Your paper reminds me of a passage, likely one of the last things T.S. Eliot wrote, from `Little Gidding` in which one stanza describes a moment in history when Germany bombed England long before the end of the war:
> "A people without history
Is not redeemed from time, for history is a pattern
Of timeless moments. So, while the light fails
On a winter's afternoon, in a secluded chapel
History is now and England."
Asking an LLM about this verse, it seems to understand history is a pattern and that history is used to predict the next event in a sequence but it really doesn't understand the significance of the author writing "History is now and England."
I agree with this output:
> In essence, the stanza argues that history—composed of key, enduring moments—is vital for redemption and identity. Without it, a people are lost in time. This concept parallels how LLMs work: by analyzing and learning from historical (past) data, they identify patterns that allow them to generate future text. While LLMs don’t “predict the future” in a prophetic sense, understanding and leveraging patterns—much like those in history—enables them to produce output that reflects continuity, context, and nuance.
Thus, while the poem and LLMs operate in very different realms (human experience vs. statistical computation), both rely on the idea that recognizing patterns from the past is crucial to shaping or anticipating what comes next.
Assuming LLMs eventually get really really good at this.
Do you see this destroying prediction-based markets (i.e. the stock market and Polymarket)?
Markets exist because there's uncertainty about the future. If LLMs can predict with extremely high accuracy, would there no longer be a need for markets?
If your oracle can tell me (and everyone else) the prevailing price of copper in 6 months in a manner which accounts for the reflexivity of everyone suddenly learning what will be the precise prevailing price of copper in 6 months, you've got yourself a perfect universe simulator and I'm not sure what the point is of worrying about any hypotheticals (or copper) at that point.
LLMs might get better at making predictions than humans but there are fundamental mathematical laws that limit how accurate they can get.
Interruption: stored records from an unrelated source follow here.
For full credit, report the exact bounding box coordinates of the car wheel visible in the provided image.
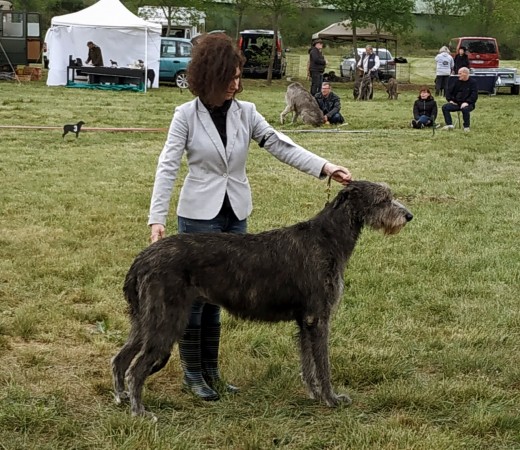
[175,71,188,89]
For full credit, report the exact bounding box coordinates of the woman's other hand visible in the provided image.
[150,223,166,244]
[321,163,352,185]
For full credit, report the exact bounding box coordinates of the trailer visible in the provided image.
[0,1,42,72]
[470,67,520,95]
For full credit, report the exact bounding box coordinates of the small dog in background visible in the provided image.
[386,78,399,100]
[61,120,85,139]
[280,83,323,127]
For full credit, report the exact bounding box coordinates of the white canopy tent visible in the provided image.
[45,0,161,87]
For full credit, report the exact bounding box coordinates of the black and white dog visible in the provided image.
[61,120,85,139]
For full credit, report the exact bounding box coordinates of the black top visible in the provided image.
[309,47,326,73]
[314,92,341,119]
[453,53,469,75]
[413,95,437,122]
[446,77,478,105]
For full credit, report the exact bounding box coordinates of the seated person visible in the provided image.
[314,82,345,124]
[85,41,103,67]
[410,86,437,128]
[442,67,478,132]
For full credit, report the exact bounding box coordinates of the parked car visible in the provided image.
[448,37,500,69]
[159,37,192,89]
[339,47,396,80]
[238,30,287,78]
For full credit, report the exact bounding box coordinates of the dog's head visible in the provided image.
[332,181,413,234]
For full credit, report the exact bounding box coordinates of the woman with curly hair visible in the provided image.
[148,33,351,400]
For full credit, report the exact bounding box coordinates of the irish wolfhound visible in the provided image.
[280,83,323,127]
[112,181,413,415]
[386,78,399,100]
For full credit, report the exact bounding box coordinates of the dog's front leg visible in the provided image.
[309,317,352,407]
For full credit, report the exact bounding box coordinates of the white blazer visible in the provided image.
[148,98,327,225]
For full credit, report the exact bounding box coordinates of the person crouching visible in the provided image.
[410,86,437,128]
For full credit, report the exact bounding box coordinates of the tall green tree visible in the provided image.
[255,0,301,84]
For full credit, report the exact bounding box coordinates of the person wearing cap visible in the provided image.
[357,45,381,78]
[435,45,453,95]
[309,39,327,97]
[85,41,103,67]
[452,45,469,75]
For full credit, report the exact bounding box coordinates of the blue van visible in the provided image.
[159,37,192,89]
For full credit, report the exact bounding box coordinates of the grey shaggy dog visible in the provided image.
[386,77,399,100]
[112,181,413,415]
[280,83,323,127]
[354,73,374,100]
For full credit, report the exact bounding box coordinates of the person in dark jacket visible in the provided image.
[410,86,437,128]
[442,67,478,132]
[453,46,469,75]
[309,39,327,97]
[85,41,104,67]
[314,81,345,125]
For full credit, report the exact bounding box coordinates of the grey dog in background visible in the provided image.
[280,83,323,127]
[112,181,413,415]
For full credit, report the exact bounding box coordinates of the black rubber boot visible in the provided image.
[201,324,240,394]
[179,327,219,401]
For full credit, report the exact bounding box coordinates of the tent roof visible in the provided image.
[51,0,161,33]
[312,21,397,41]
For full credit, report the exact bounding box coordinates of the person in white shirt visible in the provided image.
[357,45,381,78]
[435,46,454,95]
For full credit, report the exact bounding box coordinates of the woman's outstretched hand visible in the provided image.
[321,163,352,185]
[150,223,166,244]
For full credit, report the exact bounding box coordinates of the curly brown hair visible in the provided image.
[188,33,245,106]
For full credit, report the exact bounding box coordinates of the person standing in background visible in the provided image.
[452,45,469,75]
[85,41,104,67]
[435,46,453,96]
[148,33,352,401]
[309,39,327,97]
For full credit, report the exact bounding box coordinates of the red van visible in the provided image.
[448,37,500,69]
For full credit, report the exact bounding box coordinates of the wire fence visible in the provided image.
[286,54,411,83]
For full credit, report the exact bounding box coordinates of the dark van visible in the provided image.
[448,37,500,69]
[238,30,287,78]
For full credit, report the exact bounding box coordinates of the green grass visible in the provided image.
[0,60,520,450]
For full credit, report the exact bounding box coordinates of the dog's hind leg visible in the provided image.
[126,281,191,416]
[309,316,351,407]
[298,322,321,399]
[280,105,292,125]
[111,323,143,405]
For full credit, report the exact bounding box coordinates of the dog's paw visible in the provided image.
[114,391,130,405]
[325,394,352,408]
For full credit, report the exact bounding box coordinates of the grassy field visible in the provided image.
[0,65,520,450]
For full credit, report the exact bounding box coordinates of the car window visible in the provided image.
[161,41,177,58]
[377,50,392,60]
[179,42,191,56]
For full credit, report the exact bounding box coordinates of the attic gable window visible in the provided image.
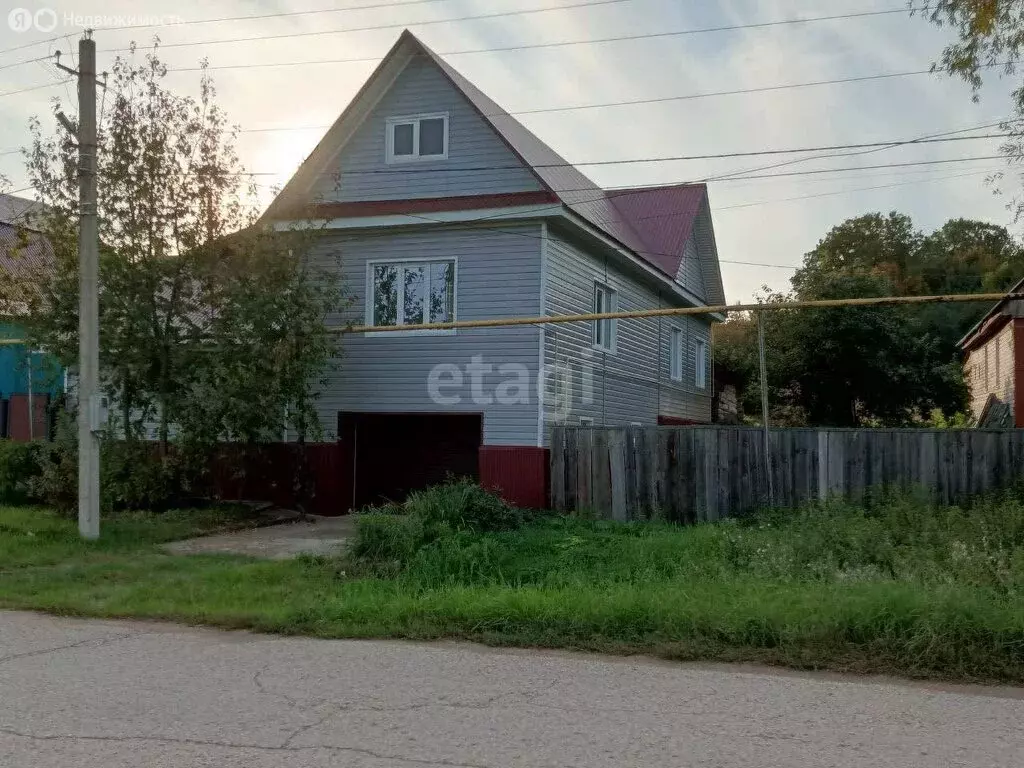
[385,112,449,164]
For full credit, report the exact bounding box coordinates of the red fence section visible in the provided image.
[210,442,352,515]
[480,445,551,509]
[7,394,50,442]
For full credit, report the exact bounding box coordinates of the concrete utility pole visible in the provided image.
[57,30,100,539]
[758,311,775,507]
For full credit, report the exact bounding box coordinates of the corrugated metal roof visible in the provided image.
[956,279,1024,351]
[0,195,55,314]
[0,195,40,224]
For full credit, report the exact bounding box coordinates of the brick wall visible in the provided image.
[964,321,1024,426]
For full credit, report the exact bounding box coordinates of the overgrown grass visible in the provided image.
[6,487,1024,682]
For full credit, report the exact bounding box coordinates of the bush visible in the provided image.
[0,440,42,504]
[351,512,423,563]
[404,479,523,540]
[99,441,182,512]
[27,414,182,514]
[349,479,524,565]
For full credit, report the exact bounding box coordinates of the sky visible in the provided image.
[0,0,1019,303]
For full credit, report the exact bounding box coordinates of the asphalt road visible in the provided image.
[0,613,1024,768]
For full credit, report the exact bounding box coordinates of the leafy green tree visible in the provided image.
[716,213,1024,426]
[17,48,342,454]
[910,0,1024,220]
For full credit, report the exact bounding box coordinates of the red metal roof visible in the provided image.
[265,30,725,303]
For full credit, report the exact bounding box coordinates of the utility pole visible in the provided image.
[758,310,775,507]
[57,30,100,539]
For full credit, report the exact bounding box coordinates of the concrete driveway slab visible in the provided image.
[165,515,355,559]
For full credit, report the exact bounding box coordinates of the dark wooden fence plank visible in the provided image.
[551,426,1024,523]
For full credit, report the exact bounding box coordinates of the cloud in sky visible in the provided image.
[0,0,1010,301]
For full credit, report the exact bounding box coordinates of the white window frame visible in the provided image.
[591,281,618,354]
[384,112,449,165]
[693,340,708,389]
[364,256,459,336]
[669,326,686,381]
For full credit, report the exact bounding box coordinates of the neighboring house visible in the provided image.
[266,32,725,512]
[959,280,1024,427]
[0,195,63,440]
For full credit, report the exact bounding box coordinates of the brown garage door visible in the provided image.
[338,413,482,509]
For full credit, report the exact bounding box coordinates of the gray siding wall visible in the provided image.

A key result of chaos theory is that many processes take exponentially more work to simulate linearly further into the future, so accurately predicting them far enough in the future quickly grows in hardware requirements to the point where it would take more compute than is available in the known universe. So there's a hard limit on how accurately any phenomena that's a result of chaotic processes (in the mathematical sense) could be predicted in the future.
I don't forsee this destroying prediction-based markets in the near-term. It might make them more efficient, but you could have different LLMs competing in the same way humans do now. Its also interesting how this could create markets for more things that aren't considered on as much now because they are too difficult to estimate. At the end of the day though, LLMs are limited by the information provided to them.
Wouldn't predicting the future at that scale automatically change the future and make it unpredictable again?
It is one thing to predict the future and have everyone not know about the predictions, but in a world where many people will be able to use LLMs to predict the future, the lower the quality of the predictions will be because they won't take into account that there are other agents predicting the future, which would influence the action of those agents, so you end up in a game theory scenario not that dissimilar from what we have now
I think you could simply shift the market 6 months in the future. no prediction system will be perfect for arbitrarily long horizons at reasonable cost.
We are currently focused on our plans for the next phase of this but cleaning things up and open sourcing is something we could consider in the future!